Everything is going to shit atm


----------



## skypod (Nov 13, 2014)

zrc said:


> I say the English should have a referendum on if we even want Scotland!


If Scotland was of no value, why do the media attack Nicola Sturgeon and the idea of Independence? Clearly there's a gain for England in this.


----------



## zrc (Nov 14, 2011)

^^^ Dunno and don't care to be honest. They're all full of shit anyways (MPs)


----------



## BigDaveBatista (Aug 23, 2015)

and they still have the cheek to say the brexit vote was illinformed 
let them leave, no currency, no easy path into the eu, an eu that's failing anyway and will officially fall apart when a la pen lead France drops the euro


----------



## BRITLAND (Jun 17, 2012)

zrc said:


> I say the English should have a referendum on if we even want Scotland!
> 
> Sent from my 4009X using Tapatalk





zrc said:


> ^^^ Dunno and don't care to be honest. They're all full of shit anyways (MPs)





BigDaveBatista said:


> and they still have the cheek to say the brexit vote was illinformed
> let them leave, no currency, no easy path into the eu, an eu that's failing anyway and will officially fall apart when a la pen lead France drops the euro


But what do you do if millions of Pro-Unionist/Pro-Brexit Scots move to England? Over a million Scots did vote for Brexit despite what the SNP tells you! :jericho2

Build a wall and have Nicola pay for it? :trump


----------



## RVP_The_Gunner (Mar 19, 2012)

Ah good old Nicola Sturgeon who doesn't respect the WILL of the MAJORITY of the Scottish People.

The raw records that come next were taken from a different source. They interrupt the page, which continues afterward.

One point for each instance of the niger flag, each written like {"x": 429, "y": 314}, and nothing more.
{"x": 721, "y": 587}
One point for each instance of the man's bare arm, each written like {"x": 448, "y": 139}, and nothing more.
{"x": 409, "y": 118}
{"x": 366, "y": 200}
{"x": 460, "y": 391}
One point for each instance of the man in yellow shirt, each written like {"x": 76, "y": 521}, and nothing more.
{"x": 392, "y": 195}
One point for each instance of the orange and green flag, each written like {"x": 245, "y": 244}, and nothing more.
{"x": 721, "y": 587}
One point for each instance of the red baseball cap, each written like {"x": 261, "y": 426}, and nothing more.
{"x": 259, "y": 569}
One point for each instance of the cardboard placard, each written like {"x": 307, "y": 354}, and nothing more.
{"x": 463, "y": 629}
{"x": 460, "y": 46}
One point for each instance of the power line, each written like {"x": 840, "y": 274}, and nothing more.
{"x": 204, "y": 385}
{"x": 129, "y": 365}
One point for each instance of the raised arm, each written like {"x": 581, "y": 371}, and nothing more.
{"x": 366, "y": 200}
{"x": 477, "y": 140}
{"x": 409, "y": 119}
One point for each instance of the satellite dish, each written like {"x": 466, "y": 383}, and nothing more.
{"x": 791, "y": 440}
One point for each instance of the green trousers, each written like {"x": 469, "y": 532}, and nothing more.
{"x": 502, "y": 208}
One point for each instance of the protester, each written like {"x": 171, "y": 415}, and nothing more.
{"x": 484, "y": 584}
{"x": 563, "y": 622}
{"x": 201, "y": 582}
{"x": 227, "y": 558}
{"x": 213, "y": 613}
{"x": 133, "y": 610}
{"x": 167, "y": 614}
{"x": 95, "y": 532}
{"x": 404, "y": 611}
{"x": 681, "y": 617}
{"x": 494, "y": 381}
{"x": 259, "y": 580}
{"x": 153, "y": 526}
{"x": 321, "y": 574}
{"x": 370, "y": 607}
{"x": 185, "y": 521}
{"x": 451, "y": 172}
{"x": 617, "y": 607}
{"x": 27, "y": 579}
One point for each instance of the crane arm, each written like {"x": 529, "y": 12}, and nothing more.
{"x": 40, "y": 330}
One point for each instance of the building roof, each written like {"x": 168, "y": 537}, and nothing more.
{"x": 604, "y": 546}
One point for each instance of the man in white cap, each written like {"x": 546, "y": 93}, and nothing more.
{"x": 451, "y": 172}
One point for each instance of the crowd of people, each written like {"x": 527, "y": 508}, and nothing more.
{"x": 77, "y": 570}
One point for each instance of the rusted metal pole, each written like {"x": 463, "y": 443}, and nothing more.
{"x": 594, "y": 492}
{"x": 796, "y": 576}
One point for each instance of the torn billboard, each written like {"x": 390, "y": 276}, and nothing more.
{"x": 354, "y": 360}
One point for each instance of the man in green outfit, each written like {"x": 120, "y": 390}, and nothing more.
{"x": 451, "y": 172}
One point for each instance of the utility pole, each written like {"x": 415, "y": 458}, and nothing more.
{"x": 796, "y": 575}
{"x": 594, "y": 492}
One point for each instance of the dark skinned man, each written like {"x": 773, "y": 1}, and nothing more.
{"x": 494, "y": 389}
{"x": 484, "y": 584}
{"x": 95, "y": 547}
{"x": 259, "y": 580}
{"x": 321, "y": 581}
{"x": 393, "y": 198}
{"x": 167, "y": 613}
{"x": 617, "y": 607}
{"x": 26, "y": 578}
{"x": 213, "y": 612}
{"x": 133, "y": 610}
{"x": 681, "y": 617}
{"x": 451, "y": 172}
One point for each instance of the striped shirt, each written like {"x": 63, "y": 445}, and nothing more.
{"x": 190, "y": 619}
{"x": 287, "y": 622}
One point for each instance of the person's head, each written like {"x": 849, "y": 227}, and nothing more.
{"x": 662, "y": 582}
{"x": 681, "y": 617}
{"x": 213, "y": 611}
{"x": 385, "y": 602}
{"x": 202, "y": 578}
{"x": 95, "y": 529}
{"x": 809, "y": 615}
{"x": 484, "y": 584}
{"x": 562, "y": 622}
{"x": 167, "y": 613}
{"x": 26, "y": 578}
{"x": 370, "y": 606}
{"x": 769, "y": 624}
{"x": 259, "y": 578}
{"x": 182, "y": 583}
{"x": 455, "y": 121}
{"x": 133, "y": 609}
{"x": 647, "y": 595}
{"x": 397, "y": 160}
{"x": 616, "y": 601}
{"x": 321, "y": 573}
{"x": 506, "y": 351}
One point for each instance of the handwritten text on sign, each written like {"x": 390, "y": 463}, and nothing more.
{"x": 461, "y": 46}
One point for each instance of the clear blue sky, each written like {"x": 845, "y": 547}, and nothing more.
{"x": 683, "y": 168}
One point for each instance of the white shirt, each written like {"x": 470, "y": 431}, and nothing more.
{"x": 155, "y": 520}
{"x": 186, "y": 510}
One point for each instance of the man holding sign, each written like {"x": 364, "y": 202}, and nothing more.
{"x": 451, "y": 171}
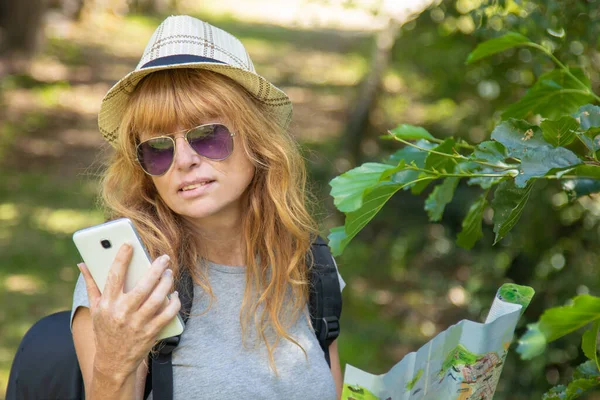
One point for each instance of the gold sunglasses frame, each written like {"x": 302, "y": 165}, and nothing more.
{"x": 174, "y": 136}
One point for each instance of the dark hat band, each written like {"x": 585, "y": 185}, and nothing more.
{"x": 178, "y": 59}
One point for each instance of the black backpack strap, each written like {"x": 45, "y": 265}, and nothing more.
{"x": 325, "y": 306}
{"x": 160, "y": 368}
{"x": 325, "y": 299}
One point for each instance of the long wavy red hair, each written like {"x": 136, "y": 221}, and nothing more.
{"x": 277, "y": 226}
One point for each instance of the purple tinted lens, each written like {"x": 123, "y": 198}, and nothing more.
{"x": 211, "y": 141}
{"x": 156, "y": 155}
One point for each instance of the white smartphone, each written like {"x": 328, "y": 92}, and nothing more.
{"x": 98, "y": 246}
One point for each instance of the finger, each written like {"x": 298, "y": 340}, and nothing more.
{"x": 158, "y": 297}
{"x": 168, "y": 313}
{"x": 144, "y": 287}
{"x": 90, "y": 285}
{"x": 118, "y": 271}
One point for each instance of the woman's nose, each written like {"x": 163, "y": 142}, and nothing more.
{"x": 185, "y": 156}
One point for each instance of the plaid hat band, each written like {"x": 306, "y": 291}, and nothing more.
{"x": 186, "y": 42}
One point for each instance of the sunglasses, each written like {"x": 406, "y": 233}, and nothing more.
{"x": 213, "y": 141}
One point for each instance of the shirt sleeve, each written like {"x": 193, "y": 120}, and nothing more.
{"x": 342, "y": 282}
{"x": 80, "y": 298}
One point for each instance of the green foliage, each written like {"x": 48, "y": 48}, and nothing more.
{"x": 585, "y": 378}
{"x": 471, "y": 225}
{"x": 440, "y": 196}
{"x": 555, "y": 94}
{"x": 507, "y": 167}
{"x": 349, "y": 188}
{"x": 560, "y": 132}
{"x": 493, "y": 46}
{"x": 589, "y": 342}
{"x": 411, "y": 132}
{"x": 509, "y": 202}
{"x": 559, "y": 321}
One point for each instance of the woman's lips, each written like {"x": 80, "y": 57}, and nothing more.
{"x": 197, "y": 191}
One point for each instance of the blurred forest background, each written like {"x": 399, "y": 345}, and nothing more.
{"x": 353, "y": 69}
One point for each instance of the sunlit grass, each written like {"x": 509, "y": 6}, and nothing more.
{"x": 65, "y": 221}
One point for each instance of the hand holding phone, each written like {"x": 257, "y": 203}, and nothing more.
{"x": 124, "y": 288}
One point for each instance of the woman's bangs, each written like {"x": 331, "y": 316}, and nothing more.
{"x": 167, "y": 101}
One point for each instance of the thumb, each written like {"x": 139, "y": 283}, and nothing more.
{"x": 92, "y": 289}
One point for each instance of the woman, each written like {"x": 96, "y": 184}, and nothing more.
{"x": 205, "y": 168}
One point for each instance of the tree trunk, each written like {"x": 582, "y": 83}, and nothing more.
{"x": 358, "y": 121}
{"x": 21, "y": 26}
{"x": 398, "y": 13}
{"x": 73, "y": 8}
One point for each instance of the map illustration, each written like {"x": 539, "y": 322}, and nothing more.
{"x": 464, "y": 362}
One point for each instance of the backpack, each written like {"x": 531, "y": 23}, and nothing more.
{"x": 59, "y": 376}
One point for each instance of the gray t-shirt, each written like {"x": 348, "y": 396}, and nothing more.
{"x": 211, "y": 362}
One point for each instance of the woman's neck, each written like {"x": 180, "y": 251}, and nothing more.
{"x": 221, "y": 240}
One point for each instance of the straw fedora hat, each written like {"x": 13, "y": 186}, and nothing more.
{"x": 186, "y": 42}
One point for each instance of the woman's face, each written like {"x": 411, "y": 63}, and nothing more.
{"x": 197, "y": 188}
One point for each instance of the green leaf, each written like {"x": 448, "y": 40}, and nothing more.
{"x": 337, "y": 240}
{"x": 532, "y": 343}
{"x": 559, "y": 321}
{"x": 411, "y": 132}
{"x": 553, "y": 95}
{"x": 587, "y": 370}
{"x": 411, "y": 156}
{"x": 583, "y": 171}
{"x": 471, "y": 226}
{"x": 539, "y": 162}
{"x": 508, "y": 205}
{"x": 592, "y": 144}
{"x": 356, "y": 220}
{"x": 579, "y": 387}
{"x": 349, "y": 188}
{"x": 440, "y": 162}
{"x": 491, "y": 152}
{"x": 576, "y": 188}
{"x": 486, "y": 182}
{"x": 558, "y": 392}
{"x": 440, "y": 196}
{"x": 493, "y": 46}
{"x": 518, "y": 137}
{"x": 588, "y": 116}
{"x": 560, "y": 132}
{"x": 589, "y": 342}
{"x": 436, "y": 162}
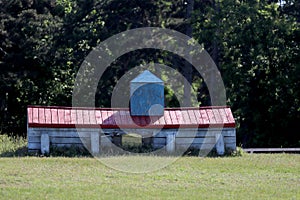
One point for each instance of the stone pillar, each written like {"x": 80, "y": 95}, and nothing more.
{"x": 45, "y": 143}
{"x": 95, "y": 142}
{"x": 220, "y": 144}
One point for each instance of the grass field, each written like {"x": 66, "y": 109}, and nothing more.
{"x": 256, "y": 176}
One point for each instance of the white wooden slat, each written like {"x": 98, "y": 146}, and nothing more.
{"x": 159, "y": 140}
{"x": 210, "y": 140}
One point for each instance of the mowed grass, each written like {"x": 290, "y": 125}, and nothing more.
{"x": 257, "y": 176}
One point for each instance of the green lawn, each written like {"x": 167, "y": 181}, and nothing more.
{"x": 257, "y": 176}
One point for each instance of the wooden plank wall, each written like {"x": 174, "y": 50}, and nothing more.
{"x": 203, "y": 138}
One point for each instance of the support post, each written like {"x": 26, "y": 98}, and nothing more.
{"x": 170, "y": 146}
{"x": 220, "y": 144}
{"x": 45, "y": 143}
{"x": 95, "y": 141}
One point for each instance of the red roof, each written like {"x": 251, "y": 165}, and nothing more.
{"x": 68, "y": 117}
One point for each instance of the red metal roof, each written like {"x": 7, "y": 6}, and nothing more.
{"x": 68, "y": 117}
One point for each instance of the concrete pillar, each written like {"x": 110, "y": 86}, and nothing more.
{"x": 95, "y": 142}
{"x": 220, "y": 144}
{"x": 170, "y": 140}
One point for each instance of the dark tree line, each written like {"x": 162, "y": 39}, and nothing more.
{"x": 255, "y": 45}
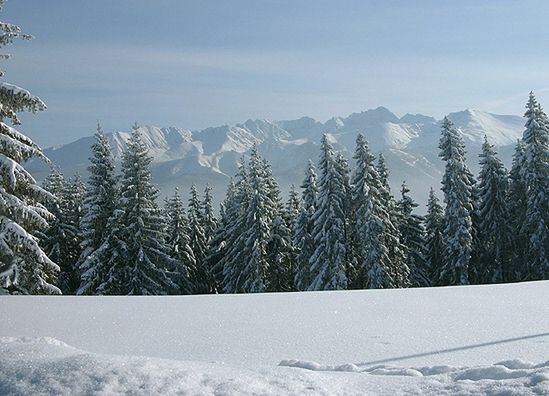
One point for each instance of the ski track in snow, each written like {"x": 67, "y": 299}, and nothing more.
{"x": 46, "y": 366}
{"x": 435, "y": 341}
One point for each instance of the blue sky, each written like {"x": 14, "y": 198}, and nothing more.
{"x": 202, "y": 63}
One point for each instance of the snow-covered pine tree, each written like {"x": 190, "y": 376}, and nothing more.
{"x": 303, "y": 241}
{"x": 208, "y": 219}
{"x": 494, "y": 231}
{"x": 72, "y": 201}
{"x": 328, "y": 263}
{"x": 139, "y": 263}
{"x": 293, "y": 206}
{"x": 200, "y": 278}
{"x": 413, "y": 238}
{"x": 97, "y": 219}
{"x": 24, "y": 267}
{"x": 517, "y": 216}
{"x": 178, "y": 242}
{"x": 434, "y": 229}
{"x": 536, "y": 175}
{"x": 457, "y": 188}
{"x": 391, "y": 220}
{"x": 280, "y": 258}
{"x": 217, "y": 247}
{"x": 259, "y": 216}
{"x": 374, "y": 268}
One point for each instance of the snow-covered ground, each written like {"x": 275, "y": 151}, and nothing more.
{"x": 455, "y": 340}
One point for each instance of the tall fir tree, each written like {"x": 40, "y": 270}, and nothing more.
{"x": 495, "y": 234}
{"x": 280, "y": 257}
{"x": 72, "y": 199}
{"x": 178, "y": 242}
{"x": 24, "y": 266}
{"x": 302, "y": 237}
{"x": 293, "y": 206}
{"x": 434, "y": 229}
{"x": 208, "y": 219}
{"x": 517, "y": 216}
{"x": 139, "y": 263}
{"x": 374, "y": 266}
{"x": 235, "y": 213}
{"x": 457, "y": 188}
{"x": 200, "y": 277}
{"x": 328, "y": 263}
{"x": 413, "y": 238}
{"x": 391, "y": 222}
{"x": 218, "y": 247}
{"x": 98, "y": 215}
{"x": 536, "y": 175}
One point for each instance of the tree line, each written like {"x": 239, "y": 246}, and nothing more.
{"x": 343, "y": 230}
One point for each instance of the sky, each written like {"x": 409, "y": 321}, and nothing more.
{"x": 200, "y": 63}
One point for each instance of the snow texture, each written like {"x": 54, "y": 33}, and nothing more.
{"x": 387, "y": 342}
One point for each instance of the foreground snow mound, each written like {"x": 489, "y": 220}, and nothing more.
{"x": 45, "y": 366}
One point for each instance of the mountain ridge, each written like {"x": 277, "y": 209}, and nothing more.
{"x": 410, "y": 143}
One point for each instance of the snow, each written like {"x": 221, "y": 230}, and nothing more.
{"x": 210, "y": 155}
{"x": 465, "y": 340}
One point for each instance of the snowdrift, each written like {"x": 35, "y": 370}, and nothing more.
{"x": 465, "y": 340}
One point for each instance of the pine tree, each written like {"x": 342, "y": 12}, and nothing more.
{"x": 208, "y": 219}
{"x": 72, "y": 201}
{"x": 374, "y": 268}
{"x": 328, "y": 263}
{"x": 61, "y": 240}
{"x": 293, "y": 206}
{"x": 517, "y": 216}
{"x": 24, "y": 267}
{"x": 97, "y": 218}
{"x": 413, "y": 238}
{"x": 200, "y": 277}
{"x": 536, "y": 175}
{"x": 457, "y": 188}
{"x": 302, "y": 232}
{"x": 235, "y": 213}
{"x": 494, "y": 229}
{"x": 280, "y": 258}
{"x": 139, "y": 263}
{"x": 217, "y": 247}
{"x": 434, "y": 229}
{"x": 178, "y": 243}
{"x": 391, "y": 222}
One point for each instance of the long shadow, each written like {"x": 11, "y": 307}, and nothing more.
{"x": 463, "y": 348}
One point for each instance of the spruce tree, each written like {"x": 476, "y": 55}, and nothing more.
{"x": 235, "y": 213}
{"x": 494, "y": 228}
{"x": 208, "y": 219}
{"x": 413, "y": 238}
{"x": 302, "y": 233}
{"x": 391, "y": 222}
{"x": 328, "y": 263}
{"x": 293, "y": 206}
{"x": 24, "y": 267}
{"x": 217, "y": 247}
{"x": 517, "y": 216}
{"x": 139, "y": 263}
{"x": 535, "y": 172}
{"x": 280, "y": 258}
{"x": 200, "y": 277}
{"x": 374, "y": 266}
{"x": 97, "y": 220}
{"x": 178, "y": 243}
{"x": 457, "y": 188}
{"x": 434, "y": 229}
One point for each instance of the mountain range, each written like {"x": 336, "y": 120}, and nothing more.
{"x": 410, "y": 145}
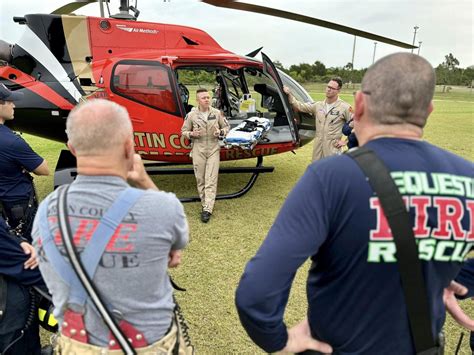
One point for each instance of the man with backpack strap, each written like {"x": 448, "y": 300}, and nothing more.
{"x": 356, "y": 302}
{"x": 131, "y": 275}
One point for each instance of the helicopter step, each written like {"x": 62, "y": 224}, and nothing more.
{"x": 66, "y": 172}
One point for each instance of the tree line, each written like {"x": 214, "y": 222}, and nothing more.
{"x": 447, "y": 73}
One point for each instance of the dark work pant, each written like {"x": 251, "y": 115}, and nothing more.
{"x": 17, "y": 313}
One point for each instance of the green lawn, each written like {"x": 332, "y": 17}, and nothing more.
{"x": 218, "y": 251}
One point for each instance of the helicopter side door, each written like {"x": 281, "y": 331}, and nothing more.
{"x": 270, "y": 69}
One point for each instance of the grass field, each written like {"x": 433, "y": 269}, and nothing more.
{"x": 218, "y": 251}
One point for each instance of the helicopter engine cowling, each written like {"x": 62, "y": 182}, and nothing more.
{"x": 5, "y": 51}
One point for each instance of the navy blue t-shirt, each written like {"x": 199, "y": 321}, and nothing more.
{"x": 355, "y": 299}
{"x": 15, "y": 157}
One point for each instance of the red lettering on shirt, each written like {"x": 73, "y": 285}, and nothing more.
{"x": 450, "y": 213}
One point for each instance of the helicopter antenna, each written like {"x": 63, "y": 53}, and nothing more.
{"x": 125, "y": 9}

She uses Brexit as an agenda to force another vote which she and Salmond agreed would be ONCE IN A GENERATION despite the fact that if Scotland voted for Independence they wouldn't be in the EU anyway and couldn't be for at least 5 years, this was all covered last time.

Sturgeon only cares about her name being associated in years to come with Independence. She wants to go down in history like William Wallace etc instead of having Scotland's best interests at heart like she should. 

All MP's are untrustworthy but she is worse than most.


----------



## whelp (Jun 8, 2015)

RVP_The_Gunner said:


> Ah good old Nicola Sturgeon who doesn't respect the WILL of the MAJORITY of the Scottish People.
> 
> She uses Brexit as an agenda to force another vote which she and Salmond agreed would be ONCE IN A GENERATION despite the fact that if Scotland voted for Independence they wouldn't be in the EU anyway and couldn't be for at least 5 years, this was all covered last time.
> 
> ...


Legs aren't too bad tho?


----------



## Cliffy (Mar 31, 2011)

BRITLAND said:


> But what do you do if millions of Pro-Unionist/Pro-Brexit Scots move to England? Over a million Scots did vote for Brexit despite what the SNP tells you! :jericho2
> 
> Build a wall and have Nicola pay for it? :trump


They'd be more than welcome

I for one would welcome rangers to the premier league with open arms :banderas

Sent from my SM-G930F using Tapatalk


----------



## RVP_The_Gunner (Mar 19, 2012)

whelp said:


> Legs aren't too bad tho?


She is a f*cking mutant. I despise the way she is tearing this country apart.


----------



## Reaper (Sep 4, 2013)

Just how deep is the EU's cancer that some are estimating that it won't be completely cut out for another 6 years. Or are they hoping that people will forget / change their minds by then. 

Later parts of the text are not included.